Le but visé étant de tenter d'expliquer à des non mathématiciens ce que, à mon avis, recherchent, peut-être inconsciemment, les mathématiciens "purs", je vais personnaliser la chose. Le joueur est un arithméticien qui babille et la signification de son babil lui est expliquée par sa mère, Mère Nature, une géomètre. Pour les non mathématiciens le joueur est un apprenti-compositeur et Mère Nature est un violon. La forme tentant d'animer la matière, matière qui ne "vibre" qu'à certaines compositions, vibration signifiante, c'est-à-dire qui donne une signification. Voilà, selon moi, l'hylémorphisme aristotélicien restreint aux mathématiques.
Au fronton de l'académie platonicienne était, paraît-il, écrit: "Que nul n'entre ici s'il n'est géomètre." Dans une perspective aristotélicienne, il aurait, selon moi, fallu inscrire: "Que nul n'entre ici s'il n'est géomètre ou arithméticien". Ce qui signifie, pour les non mathématiciens: "Que nul n'entre ici s'il n'est musicien ou architecte". Et, puisque selon Aristote, la matière est indissociable de la forme: "Que nul n'entre ici s'il n'est musicien et architecte".
Quelques mots sur le babil de l'apprenti-compositeur. Supposons qu'il ait à sa disposition un piano à quatre touches, notées, pour fixer les idées, par les lettres G, C, A, T (Guanine, Cytosyne, Adénine, Thymine). Certains groupements de sons lui plaisent, il tente de les reproduire, et sa mère l'y encourage.
Pour les matheux, groupements, groupes, groupes de Coxeter*, etc.
Et le violoniste dans tout ça?
De même que PhG cite en leitmotiv Plotin et Steiner, Thom cite Héraclite: "Le Maître, dont l'oracle est à Delphes, ne montre ni ne cache, il signifie". Autrement dit: Mère Nature nous envoie des signes, à nous de les l'interpréter.
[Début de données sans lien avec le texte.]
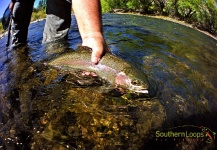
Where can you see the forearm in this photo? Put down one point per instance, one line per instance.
(88, 16)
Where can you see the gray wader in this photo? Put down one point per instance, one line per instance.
(58, 20)
(22, 12)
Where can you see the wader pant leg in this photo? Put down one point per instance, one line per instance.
(22, 12)
(58, 20)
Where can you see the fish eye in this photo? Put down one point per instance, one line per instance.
(135, 82)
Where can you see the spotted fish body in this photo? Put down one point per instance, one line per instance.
(112, 68)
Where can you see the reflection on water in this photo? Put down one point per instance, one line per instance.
(40, 110)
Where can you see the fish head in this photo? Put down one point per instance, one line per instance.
(132, 83)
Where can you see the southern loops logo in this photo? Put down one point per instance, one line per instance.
(200, 133)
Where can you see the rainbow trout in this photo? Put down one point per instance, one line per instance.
(111, 68)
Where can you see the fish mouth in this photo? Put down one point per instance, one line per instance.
(139, 89)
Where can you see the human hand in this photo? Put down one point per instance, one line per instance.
(98, 45)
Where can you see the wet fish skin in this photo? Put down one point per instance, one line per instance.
(112, 68)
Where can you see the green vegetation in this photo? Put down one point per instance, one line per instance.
(201, 13)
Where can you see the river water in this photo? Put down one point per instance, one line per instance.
(39, 110)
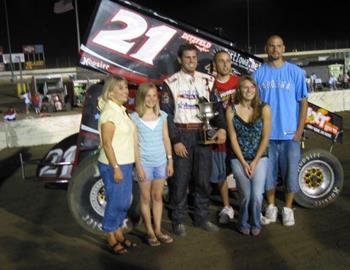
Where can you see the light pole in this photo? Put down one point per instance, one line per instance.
(77, 23)
(9, 40)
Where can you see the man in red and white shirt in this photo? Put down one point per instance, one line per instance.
(225, 85)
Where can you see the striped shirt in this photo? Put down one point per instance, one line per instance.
(150, 140)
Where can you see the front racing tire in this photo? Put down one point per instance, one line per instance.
(86, 197)
(320, 179)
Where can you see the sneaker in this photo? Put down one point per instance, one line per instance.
(264, 220)
(226, 215)
(179, 229)
(208, 226)
(288, 216)
(271, 213)
(256, 231)
(244, 231)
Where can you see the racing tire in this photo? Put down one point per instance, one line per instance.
(321, 179)
(86, 199)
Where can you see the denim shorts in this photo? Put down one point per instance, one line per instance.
(218, 172)
(155, 172)
(283, 155)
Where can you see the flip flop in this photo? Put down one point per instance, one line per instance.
(128, 243)
(118, 251)
(164, 238)
(153, 241)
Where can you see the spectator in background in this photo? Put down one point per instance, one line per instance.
(332, 82)
(313, 78)
(36, 101)
(26, 97)
(10, 114)
(346, 80)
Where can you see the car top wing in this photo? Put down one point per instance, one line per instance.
(141, 45)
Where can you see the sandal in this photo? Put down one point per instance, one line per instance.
(128, 243)
(164, 238)
(153, 241)
(118, 251)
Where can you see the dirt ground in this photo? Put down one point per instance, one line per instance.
(38, 231)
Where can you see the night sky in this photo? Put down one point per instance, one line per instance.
(303, 24)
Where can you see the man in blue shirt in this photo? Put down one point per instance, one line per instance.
(282, 85)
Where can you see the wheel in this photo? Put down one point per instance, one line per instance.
(86, 198)
(321, 179)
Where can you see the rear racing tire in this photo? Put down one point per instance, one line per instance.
(321, 179)
(86, 198)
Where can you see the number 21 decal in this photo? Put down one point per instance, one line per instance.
(123, 40)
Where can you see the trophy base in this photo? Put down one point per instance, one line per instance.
(207, 135)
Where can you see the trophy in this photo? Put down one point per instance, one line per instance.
(206, 112)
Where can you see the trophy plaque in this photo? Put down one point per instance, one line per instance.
(206, 113)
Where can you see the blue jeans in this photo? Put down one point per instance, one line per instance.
(155, 172)
(286, 156)
(118, 196)
(251, 191)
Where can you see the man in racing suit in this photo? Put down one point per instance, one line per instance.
(192, 160)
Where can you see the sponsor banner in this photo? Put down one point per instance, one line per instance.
(138, 43)
(28, 49)
(324, 123)
(15, 57)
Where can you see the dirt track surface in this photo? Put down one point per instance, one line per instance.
(37, 231)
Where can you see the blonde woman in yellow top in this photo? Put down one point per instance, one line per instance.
(116, 159)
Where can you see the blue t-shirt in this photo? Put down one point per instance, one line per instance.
(152, 149)
(282, 88)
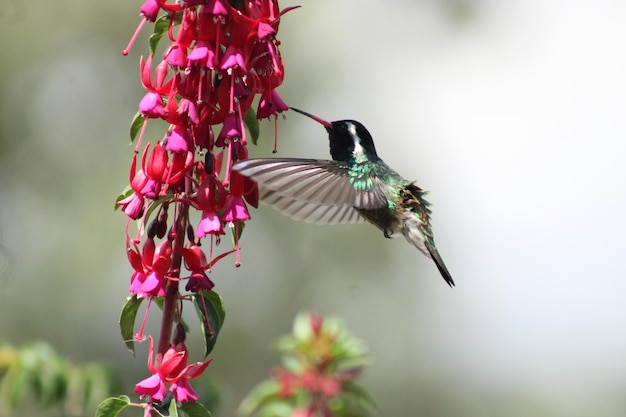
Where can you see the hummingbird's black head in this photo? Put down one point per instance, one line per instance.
(349, 139)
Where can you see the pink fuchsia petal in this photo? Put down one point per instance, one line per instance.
(199, 281)
(177, 140)
(235, 209)
(215, 8)
(132, 206)
(153, 285)
(150, 10)
(265, 30)
(210, 223)
(176, 56)
(233, 58)
(271, 104)
(154, 387)
(231, 129)
(151, 105)
(188, 107)
(203, 53)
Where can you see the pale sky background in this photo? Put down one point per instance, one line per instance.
(511, 113)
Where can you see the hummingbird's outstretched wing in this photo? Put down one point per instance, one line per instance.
(314, 191)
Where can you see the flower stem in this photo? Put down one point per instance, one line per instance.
(171, 288)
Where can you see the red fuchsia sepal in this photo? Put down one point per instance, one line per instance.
(222, 60)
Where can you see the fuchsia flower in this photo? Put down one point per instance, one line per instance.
(172, 369)
(222, 55)
(151, 268)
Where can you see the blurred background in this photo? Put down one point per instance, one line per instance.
(511, 112)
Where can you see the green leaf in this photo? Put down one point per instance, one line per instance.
(111, 407)
(195, 409)
(252, 123)
(135, 125)
(159, 301)
(160, 27)
(154, 205)
(126, 192)
(210, 309)
(127, 321)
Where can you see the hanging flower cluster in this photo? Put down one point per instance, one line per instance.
(318, 378)
(221, 61)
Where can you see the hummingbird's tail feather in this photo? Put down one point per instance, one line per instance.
(434, 254)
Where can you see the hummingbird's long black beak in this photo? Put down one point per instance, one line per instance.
(323, 122)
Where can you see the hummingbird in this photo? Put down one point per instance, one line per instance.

Le joueur de violon, l'interprète, c'est chacun d'entre nous.
*: Groupes de Coxeter. Ce sont des groupes de réflexion, des think tanks, susceptibles d'une définition formelle et d'une définition matérielle, ce qui permet à la mère et à l'enfant de se comprendre: https://fr.wikipedia.org/wiki/Groupe_de_Coxeter
jc
16/01/2017
Il n'y a pas de piano, seulement un violon à quatre cordes G,C,A,T.
L'apprenti-compositeur gratouille les cordes du violon. Si le son lui plaît alors il le mémorise sur sa partition.
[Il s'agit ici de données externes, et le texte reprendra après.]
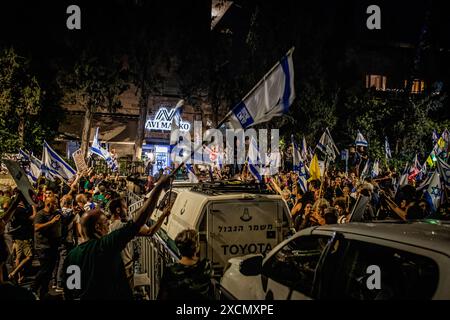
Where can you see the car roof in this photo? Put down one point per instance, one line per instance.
(430, 234)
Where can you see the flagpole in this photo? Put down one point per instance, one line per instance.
(291, 50)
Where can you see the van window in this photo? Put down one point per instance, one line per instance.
(294, 265)
(403, 275)
(165, 200)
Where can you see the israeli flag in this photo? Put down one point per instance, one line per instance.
(33, 169)
(54, 166)
(296, 156)
(97, 149)
(365, 171)
(24, 155)
(191, 174)
(360, 140)
(271, 97)
(434, 192)
(434, 137)
(376, 169)
(327, 146)
(387, 149)
(403, 181)
(304, 152)
(444, 171)
(254, 160)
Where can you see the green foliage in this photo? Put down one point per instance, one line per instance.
(92, 83)
(21, 102)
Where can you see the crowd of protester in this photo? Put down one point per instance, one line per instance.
(85, 222)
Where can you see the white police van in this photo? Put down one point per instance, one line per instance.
(233, 219)
(355, 261)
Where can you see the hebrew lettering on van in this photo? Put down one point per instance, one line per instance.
(229, 229)
(246, 248)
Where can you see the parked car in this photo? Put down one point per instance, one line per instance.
(410, 259)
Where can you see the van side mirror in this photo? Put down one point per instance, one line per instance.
(252, 266)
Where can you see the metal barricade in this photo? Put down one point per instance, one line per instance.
(153, 252)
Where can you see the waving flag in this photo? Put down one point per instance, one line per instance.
(327, 145)
(191, 174)
(387, 149)
(415, 170)
(97, 149)
(254, 160)
(33, 170)
(360, 140)
(434, 192)
(444, 171)
(365, 172)
(304, 152)
(314, 169)
(271, 97)
(296, 156)
(434, 137)
(54, 166)
(376, 169)
(403, 181)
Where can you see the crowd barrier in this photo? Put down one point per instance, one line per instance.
(152, 253)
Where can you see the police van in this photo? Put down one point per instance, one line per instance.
(233, 219)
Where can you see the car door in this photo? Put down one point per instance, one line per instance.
(289, 273)
(381, 271)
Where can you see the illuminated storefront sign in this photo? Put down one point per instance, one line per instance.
(163, 121)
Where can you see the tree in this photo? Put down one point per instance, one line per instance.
(93, 83)
(20, 99)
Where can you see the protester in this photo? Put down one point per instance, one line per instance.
(99, 258)
(47, 226)
(22, 232)
(190, 278)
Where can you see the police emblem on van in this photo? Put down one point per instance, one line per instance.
(246, 217)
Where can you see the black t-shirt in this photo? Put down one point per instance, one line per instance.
(181, 282)
(102, 270)
(21, 224)
(10, 292)
(49, 237)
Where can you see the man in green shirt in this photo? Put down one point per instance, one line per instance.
(99, 257)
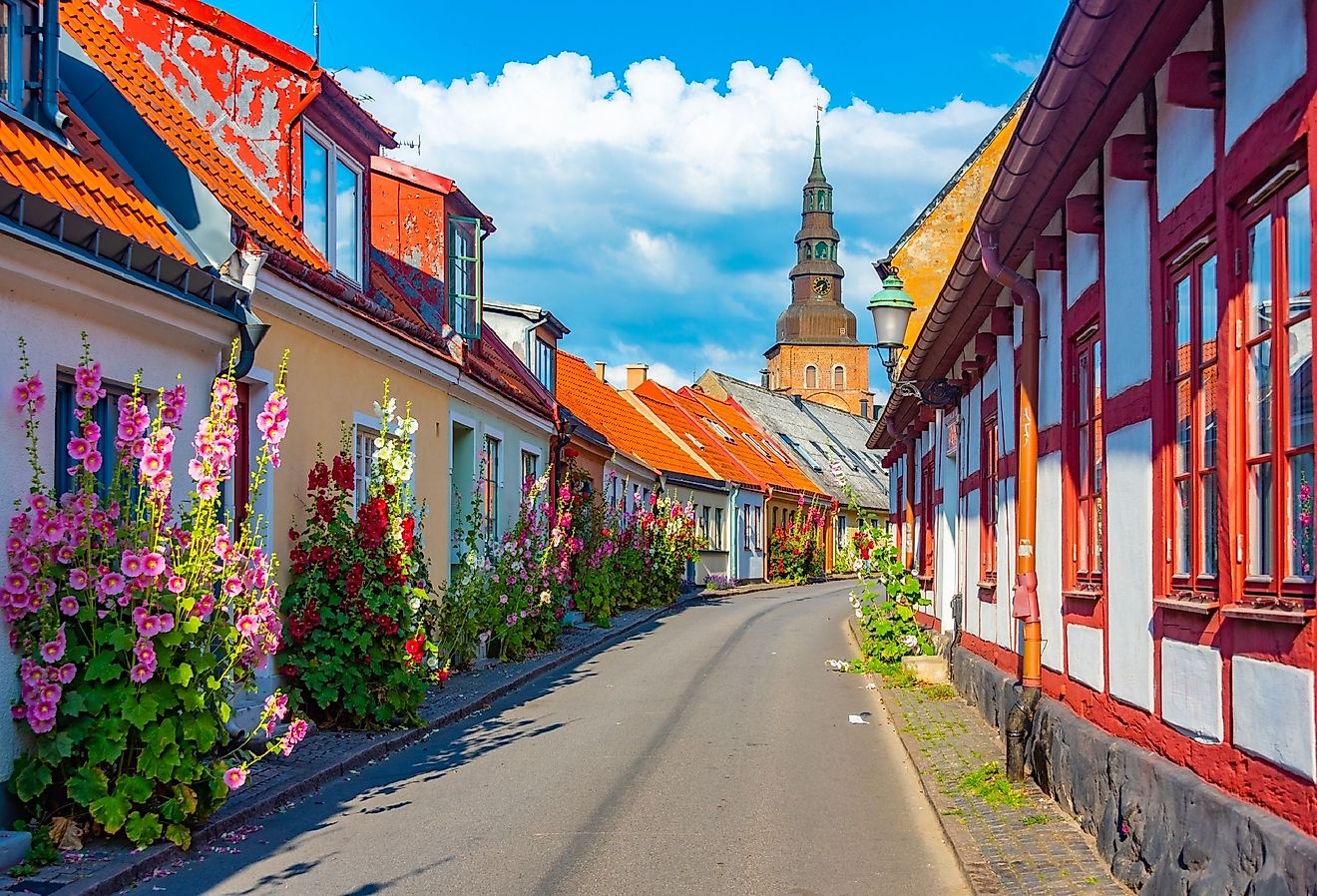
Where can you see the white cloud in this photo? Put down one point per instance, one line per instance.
(1028, 66)
(659, 213)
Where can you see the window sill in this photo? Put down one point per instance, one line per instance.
(1289, 615)
(1200, 603)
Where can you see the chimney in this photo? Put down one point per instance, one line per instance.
(637, 374)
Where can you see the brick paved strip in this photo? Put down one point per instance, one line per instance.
(329, 755)
(1000, 853)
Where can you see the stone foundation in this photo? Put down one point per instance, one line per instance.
(1163, 829)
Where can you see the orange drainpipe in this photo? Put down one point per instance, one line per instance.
(1025, 601)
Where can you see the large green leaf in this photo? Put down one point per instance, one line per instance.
(135, 788)
(141, 711)
(111, 812)
(143, 829)
(87, 785)
(103, 667)
(31, 777)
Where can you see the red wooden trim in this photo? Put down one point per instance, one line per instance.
(971, 484)
(1131, 406)
(1194, 81)
(1050, 253)
(1003, 320)
(1085, 214)
(1131, 157)
(1049, 440)
(1176, 230)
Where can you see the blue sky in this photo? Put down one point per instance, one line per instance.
(643, 164)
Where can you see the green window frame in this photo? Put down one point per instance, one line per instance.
(465, 292)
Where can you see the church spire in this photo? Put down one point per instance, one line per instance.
(817, 174)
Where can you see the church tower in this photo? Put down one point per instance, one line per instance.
(817, 354)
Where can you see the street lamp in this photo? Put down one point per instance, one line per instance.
(892, 307)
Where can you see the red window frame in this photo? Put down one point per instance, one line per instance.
(1275, 438)
(1085, 504)
(989, 459)
(1192, 324)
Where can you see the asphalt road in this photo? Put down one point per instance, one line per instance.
(708, 754)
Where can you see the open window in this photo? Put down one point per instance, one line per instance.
(465, 295)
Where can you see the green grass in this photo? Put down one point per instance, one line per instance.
(991, 785)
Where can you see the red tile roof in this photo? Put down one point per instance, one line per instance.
(747, 444)
(620, 420)
(124, 66)
(83, 185)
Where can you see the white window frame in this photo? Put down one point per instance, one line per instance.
(333, 155)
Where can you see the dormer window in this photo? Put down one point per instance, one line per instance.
(330, 202)
(464, 275)
(23, 77)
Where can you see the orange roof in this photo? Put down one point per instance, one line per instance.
(727, 453)
(626, 427)
(82, 186)
(748, 446)
(181, 131)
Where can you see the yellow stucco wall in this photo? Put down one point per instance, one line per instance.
(329, 383)
(926, 257)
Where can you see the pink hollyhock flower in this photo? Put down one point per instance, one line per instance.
(209, 488)
(132, 564)
(153, 563)
(234, 777)
(79, 448)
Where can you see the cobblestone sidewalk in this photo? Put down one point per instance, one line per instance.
(1008, 839)
(108, 866)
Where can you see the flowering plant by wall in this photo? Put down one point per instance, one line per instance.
(360, 611)
(137, 620)
(793, 550)
(889, 593)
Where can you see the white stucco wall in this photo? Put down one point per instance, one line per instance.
(49, 300)
(1085, 661)
(1266, 53)
(1190, 689)
(1271, 713)
(1128, 562)
(1082, 249)
(1127, 284)
(1049, 558)
(1185, 139)
(1050, 349)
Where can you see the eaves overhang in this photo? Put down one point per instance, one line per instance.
(1103, 54)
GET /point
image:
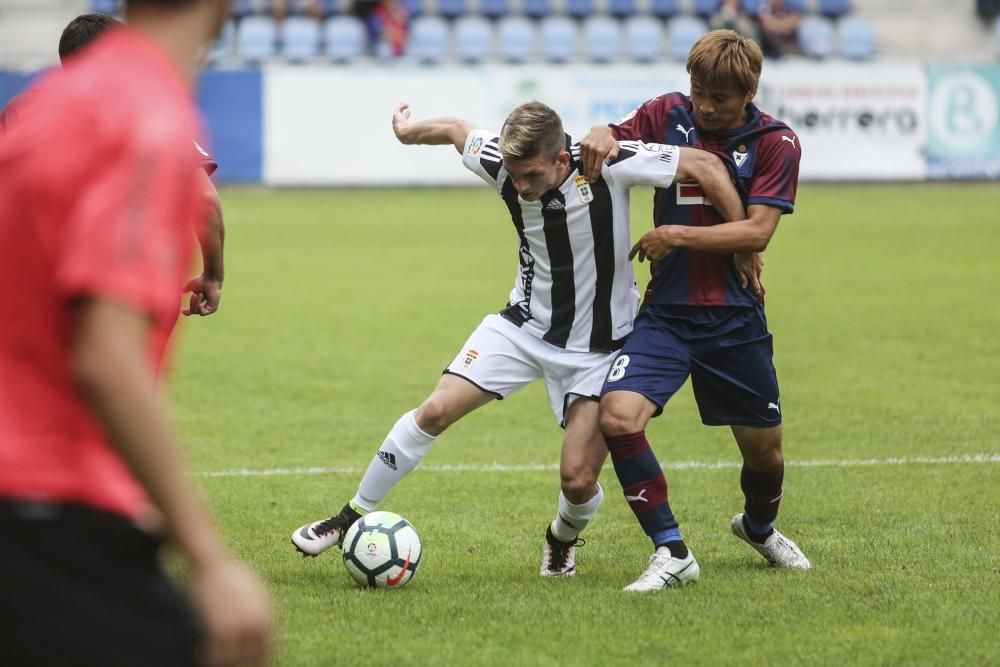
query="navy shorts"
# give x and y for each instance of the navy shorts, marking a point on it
(727, 351)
Il y a un érotisme évident dans tout ça, pas un érotisme à deux balles, un érotisme-Système, mais un érotisme majusculé, un Erotisme "sacré".
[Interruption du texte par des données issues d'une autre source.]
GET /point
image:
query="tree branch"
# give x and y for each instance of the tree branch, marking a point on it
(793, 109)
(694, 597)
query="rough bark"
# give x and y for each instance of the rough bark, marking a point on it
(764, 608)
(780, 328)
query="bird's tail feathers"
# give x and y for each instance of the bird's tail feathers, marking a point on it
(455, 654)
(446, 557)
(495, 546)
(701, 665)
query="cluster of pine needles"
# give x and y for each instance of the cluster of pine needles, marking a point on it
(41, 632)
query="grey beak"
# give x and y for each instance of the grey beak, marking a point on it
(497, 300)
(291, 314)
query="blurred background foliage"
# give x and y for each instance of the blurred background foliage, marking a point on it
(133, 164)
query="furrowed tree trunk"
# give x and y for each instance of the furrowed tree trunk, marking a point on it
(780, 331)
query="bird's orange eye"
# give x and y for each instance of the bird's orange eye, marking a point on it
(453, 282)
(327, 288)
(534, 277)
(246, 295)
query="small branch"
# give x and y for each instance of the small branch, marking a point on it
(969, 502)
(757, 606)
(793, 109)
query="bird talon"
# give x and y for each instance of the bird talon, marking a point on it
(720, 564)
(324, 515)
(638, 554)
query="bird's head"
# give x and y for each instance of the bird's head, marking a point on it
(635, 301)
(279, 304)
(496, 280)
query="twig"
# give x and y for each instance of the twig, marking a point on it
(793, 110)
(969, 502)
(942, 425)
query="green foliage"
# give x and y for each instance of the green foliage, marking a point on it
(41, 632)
Je suis convaincu que ç'est d'ailleurs chanté par les poètes depuis la nuit des temps.
On remarquera que, dans la métaphore ci-dessus, la partition n'a pas le rôle principal. En accord avec ce que pense Thom:
"Le génome n'est pas le métabolisme global. Il n'est que la partie fixe de ce dernier. il est donc le résultat du mécanisme global et non l'inverse."
jc
17/01/2017
Exemple de discours "sacré" (selon moi):
"L’homme n’est qu’un roseau, le plus faible de la nature; mais c’est un roseau pensant. Il ne faut pas que l’univers entier s’arme pour l’écraser : une vapeur, une goutte d’eau, suffit pour le tuer. Mais, quand l’univers l’écraserait, l’homme serait encore plus noble que ce qui le tue, parce qu’il sait qu’il meurt, et l’avantage que l’univers a sur lui, l’univers n’en sait rien.
Toute notre dignité consiste donc en la pensée. C’est de là qu’il faut nous relever et non de l’espace et de la durée, que nous ne saurions remplir. Travaillons donc à bien penser : voilà le principe de la morale." — (Blaise Pascal, Pensées)
Je trouve cette symbolique du roseau très forte, en parfaite adéquation avec la façon dont je vois les choses. Car pour moi le roseau symbolise parfaitement la stabilité structurelle.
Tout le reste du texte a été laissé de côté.